Compiled By Markson Omagor
The International Criminal Court is set to deliver its judgment on a case in which former rebel commander, Dominic Ongwen is accused of 70 counts of war crimes and crimes against humanity.
The Court in a press release said the ruling to acquit or convict Ongwen will be in January next year.
Ongwen is accused of committing 70 counts of war crimes and crimes against humanity allegedly committed in northern Uganda under the Lord’s Resistance Army group.
Below is the full statement issued by ICC
The Trial Chamber IX of the International Criminal Court (ICC) announced that the judgment on conviction or acquittal pursuant to article 74 of the Rome Statute in the case The Prosecutor v. Dominic Ongwen will be delivered on 12 January 2021 at 10:00 (The Hague local time).
The session will be transmitted live through the ICC website. Practical information on attending the session and information materials will be available in due course.
The verdict will be read out in public and will either acquit or convict the accused. The accused before the ICC is presumed innocent. While the Prosecution must prove the guilt of the accused, the Trial Chamber will convict the accused only if it is satisfied that the charges have been proven beyond reasonable doubt.
The Chamber bases its decision only on the applicable law and on evidence submitted and discussed before it at the trial.
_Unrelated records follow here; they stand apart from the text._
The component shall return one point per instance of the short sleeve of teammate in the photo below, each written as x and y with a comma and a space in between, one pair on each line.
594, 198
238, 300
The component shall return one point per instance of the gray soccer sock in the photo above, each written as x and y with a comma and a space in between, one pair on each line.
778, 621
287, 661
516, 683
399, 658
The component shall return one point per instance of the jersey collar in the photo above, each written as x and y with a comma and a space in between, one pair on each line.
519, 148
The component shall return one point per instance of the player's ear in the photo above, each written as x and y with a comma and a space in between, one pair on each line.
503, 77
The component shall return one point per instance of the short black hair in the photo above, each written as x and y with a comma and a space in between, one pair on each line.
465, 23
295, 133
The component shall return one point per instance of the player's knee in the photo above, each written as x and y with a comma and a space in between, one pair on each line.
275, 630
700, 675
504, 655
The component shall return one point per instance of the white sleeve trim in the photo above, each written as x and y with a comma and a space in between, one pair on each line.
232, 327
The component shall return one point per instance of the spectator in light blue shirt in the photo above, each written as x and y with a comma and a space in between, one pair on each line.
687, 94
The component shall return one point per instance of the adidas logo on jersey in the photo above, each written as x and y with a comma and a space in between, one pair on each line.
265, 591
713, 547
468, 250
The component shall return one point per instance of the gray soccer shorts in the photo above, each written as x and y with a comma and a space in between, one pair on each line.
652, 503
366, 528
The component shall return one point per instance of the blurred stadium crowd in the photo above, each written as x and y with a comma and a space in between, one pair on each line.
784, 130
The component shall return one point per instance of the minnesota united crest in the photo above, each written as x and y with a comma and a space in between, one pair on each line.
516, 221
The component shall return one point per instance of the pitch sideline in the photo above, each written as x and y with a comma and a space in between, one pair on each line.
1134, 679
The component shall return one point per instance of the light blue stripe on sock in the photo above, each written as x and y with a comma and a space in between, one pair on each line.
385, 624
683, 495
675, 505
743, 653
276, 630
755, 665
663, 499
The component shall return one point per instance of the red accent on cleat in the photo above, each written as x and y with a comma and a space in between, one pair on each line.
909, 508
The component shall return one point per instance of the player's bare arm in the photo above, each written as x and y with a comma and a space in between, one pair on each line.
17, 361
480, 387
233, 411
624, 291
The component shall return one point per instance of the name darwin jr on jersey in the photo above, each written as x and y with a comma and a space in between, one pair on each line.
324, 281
The Chamber is composed of Judge Bertram Schmitt, Presiding Judge, Judge Péter Kovács and Judge Raul Cano Pangalangan. The three judges ensure the fairness of the trial and that the rights of both parties and of the victims are respected. In response to the verdict, the parties will be able to appeal the decision before the ICC’s Appeals Chamber.
Who is Dominic Ongwen
Dominic Ongwen was born in 1975 in the village of Choorum, Kilak County, Amuru district, Northern Uganda. He is a former child abductee and child soldier, and former commander of the Sinia Brigade of the Lord’s Resistance Army (LRA), a guerrilla group that formerly operated in northern Uganda.
As the head of one of the four LRA brigades, Ongwen was a member of the “Control Altar” of the LRA that directs military strategy. He is currently detained by the International Criminal Court (ICC) for war crimes and crimes against humanity and is awaiting the court’s verdict.
Origins and name
Dominic Okumu Savio (his birth name) was born around 1975, the fourth son of Ronald Owiya and Alexy Acayo, two schoolteachers living in Paibona. His parents, like most others in Acoliland at the time, gave him a false name and trained him to use if ever he was abducted, to protect the rest of the family. This name, Ongwen, means “born at the time of the white ant”. It was later to become his nom de guerre.
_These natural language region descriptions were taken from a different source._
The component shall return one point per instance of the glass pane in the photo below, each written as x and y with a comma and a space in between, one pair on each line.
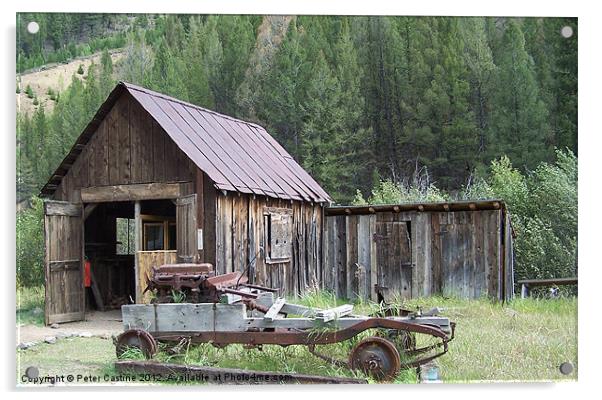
153, 236
171, 237
125, 236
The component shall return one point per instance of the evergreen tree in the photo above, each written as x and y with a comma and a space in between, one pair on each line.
167, 73
237, 38
106, 82
520, 116
196, 65
282, 92
92, 98
479, 61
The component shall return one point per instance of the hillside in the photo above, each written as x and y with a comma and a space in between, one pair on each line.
56, 77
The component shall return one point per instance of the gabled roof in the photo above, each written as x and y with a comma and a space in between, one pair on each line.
236, 155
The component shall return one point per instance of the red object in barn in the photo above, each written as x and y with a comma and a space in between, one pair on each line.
87, 279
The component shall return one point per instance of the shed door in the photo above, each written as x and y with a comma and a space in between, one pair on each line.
63, 241
394, 260
186, 227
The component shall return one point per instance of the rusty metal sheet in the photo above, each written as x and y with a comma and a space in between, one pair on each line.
222, 134
236, 155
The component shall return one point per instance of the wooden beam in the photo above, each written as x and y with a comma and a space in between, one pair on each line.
62, 208
137, 249
135, 192
88, 209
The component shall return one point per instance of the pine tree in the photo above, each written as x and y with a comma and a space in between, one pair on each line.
479, 61
520, 115
138, 59
106, 82
167, 73
92, 96
196, 66
282, 92
237, 38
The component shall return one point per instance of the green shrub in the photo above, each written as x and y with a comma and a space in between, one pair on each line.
542, 206
30, 245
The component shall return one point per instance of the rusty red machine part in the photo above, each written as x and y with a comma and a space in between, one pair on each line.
231, 311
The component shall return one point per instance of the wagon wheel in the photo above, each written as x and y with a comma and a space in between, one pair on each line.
138, 339
376, 357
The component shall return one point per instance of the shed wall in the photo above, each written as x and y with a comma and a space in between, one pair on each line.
128, 147
239, 235
462, 253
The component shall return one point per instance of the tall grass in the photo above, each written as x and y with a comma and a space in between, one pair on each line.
520, 340
30, 305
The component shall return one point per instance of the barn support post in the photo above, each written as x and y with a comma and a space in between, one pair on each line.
137, 248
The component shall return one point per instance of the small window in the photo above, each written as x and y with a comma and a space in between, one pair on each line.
278, 230
159, 234
125, 236
154, 236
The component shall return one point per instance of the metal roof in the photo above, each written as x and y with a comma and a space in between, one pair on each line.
236, 155
460, 205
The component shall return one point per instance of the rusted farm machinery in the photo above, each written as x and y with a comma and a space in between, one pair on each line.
226, 309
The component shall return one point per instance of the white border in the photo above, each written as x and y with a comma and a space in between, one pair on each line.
589, 152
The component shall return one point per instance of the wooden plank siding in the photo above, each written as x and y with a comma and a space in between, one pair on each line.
467, 254
128, 147
240, 235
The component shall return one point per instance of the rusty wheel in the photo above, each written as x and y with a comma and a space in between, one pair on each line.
376, 357
138, 339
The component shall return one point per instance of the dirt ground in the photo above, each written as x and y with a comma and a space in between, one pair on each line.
97, 323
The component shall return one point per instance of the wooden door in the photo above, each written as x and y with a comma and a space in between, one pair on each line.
393, 260
186, 229
63, 239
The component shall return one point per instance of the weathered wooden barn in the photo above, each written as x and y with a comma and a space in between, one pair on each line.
155, 180
390, 252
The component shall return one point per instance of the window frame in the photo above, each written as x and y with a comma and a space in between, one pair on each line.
269, 240
165, 222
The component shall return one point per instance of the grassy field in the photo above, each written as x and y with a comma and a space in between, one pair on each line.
30, 301
522, 340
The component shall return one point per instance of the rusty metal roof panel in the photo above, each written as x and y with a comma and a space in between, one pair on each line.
237, 155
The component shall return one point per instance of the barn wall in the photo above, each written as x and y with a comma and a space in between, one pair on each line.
461, 253
239, 234
128, 147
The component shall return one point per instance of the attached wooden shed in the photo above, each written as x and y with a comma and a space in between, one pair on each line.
155, 180
389, 252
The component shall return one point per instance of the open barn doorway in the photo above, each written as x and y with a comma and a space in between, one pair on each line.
120, 252
109, 253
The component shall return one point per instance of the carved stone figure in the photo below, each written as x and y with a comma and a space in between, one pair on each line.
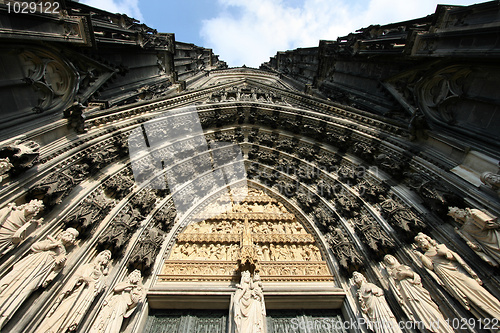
36, 270
248, 311
400, 216
413, 297
457, 277
343, 248
5, 166
119, 230
371, 233
492, 180
380, 318
77, 296
480, 231
144, 254
15, 223
21, 155
53, 188
120, 304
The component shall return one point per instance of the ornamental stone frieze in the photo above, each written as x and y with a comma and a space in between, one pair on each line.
279, 247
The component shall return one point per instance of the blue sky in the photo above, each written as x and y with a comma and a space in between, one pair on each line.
250, 31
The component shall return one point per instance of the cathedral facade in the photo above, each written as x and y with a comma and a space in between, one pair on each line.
147, 187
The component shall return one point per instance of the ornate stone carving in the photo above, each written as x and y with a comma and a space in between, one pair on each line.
415, 300
365, 150
166, 218
56, 186
144, 201
341, 141
145, 252
343, 249
323, 219
38, 269
451, 271
325, 189
371, 233
435, 195
347, 173
481, 232
492, 180
118, 233
400, 216
248, 311
120, 185
307, 201
16, 222
371, 191
77, 296
88, 214
19, 155
393, 165
257, 234
349, 206
5, 166
120, 304
286, 145
76, 117
374, 306
97, 159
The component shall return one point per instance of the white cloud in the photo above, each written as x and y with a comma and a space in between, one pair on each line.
129, 7
249, 32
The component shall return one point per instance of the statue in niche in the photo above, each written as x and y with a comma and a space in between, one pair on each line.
77, 296
120, 304
36, 270
450, 270
480, 231
5, 166
413, 297
248, 311
380, 318
15, 222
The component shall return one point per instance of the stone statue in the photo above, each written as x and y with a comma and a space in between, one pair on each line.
15, 222
248, 310
380, 318
120, 304
457, 277
77, 296
5, 166
414, 298
36, 270
480, 231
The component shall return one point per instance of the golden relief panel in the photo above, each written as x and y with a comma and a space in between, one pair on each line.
257, 231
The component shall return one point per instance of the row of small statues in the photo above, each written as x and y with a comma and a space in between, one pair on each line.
226, 227
45, 263
229, 252
214, 209
449, 270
Ongwen was abducted by the LRA as he walked to Abili Primary School in Koro. According to his own testimony this happened in 1988 when he was fourteen. However it has often been reported that he was nine or ten, and also that he was carried by other captives all the way up to the LRA’s main military bases because he was ‘too little to walk’.
When Ongwen’s mother heard that he had been kidnapped, she refused to run away with the other villagers saying she was ready to face the rebels. On their return, they found her dead and his father was later found dead too.
Once abducted, he underwent initiation ceremonies which included torture and being forced to watch violent rituals of people being killed. He was subsequently indoctrinated under the tutelage of Vincent Otti, while still a child, as an LRA fighter.
He then rose within the ranks becoming a major at the age of 18 and brigadier of the Sinia Brigade, one of the four LRA brigades by his late twenties.
During his time with the LRA, Ongwen had multiple wives, including Jennifer, Santa (Min Tata), Margaret, Florence Ayot, Agnes Aber (Min Ayari), Fatuma and Nancy Abwot.
It was in 1993 that Florence Ayot, herself an abductee, was “transferred” to Ongwen after her own husband died. He also fathered at least eleven children, four of them with Florence Ayot. Some sources claim he had “more than 20 children”.
Ayot later testified to the ICC that Ongwen, along with two other commanders and herself, had plotted to escape but their plan was discovered and Ongwen was demoted, disarmed and imprisoned for more than two weeks.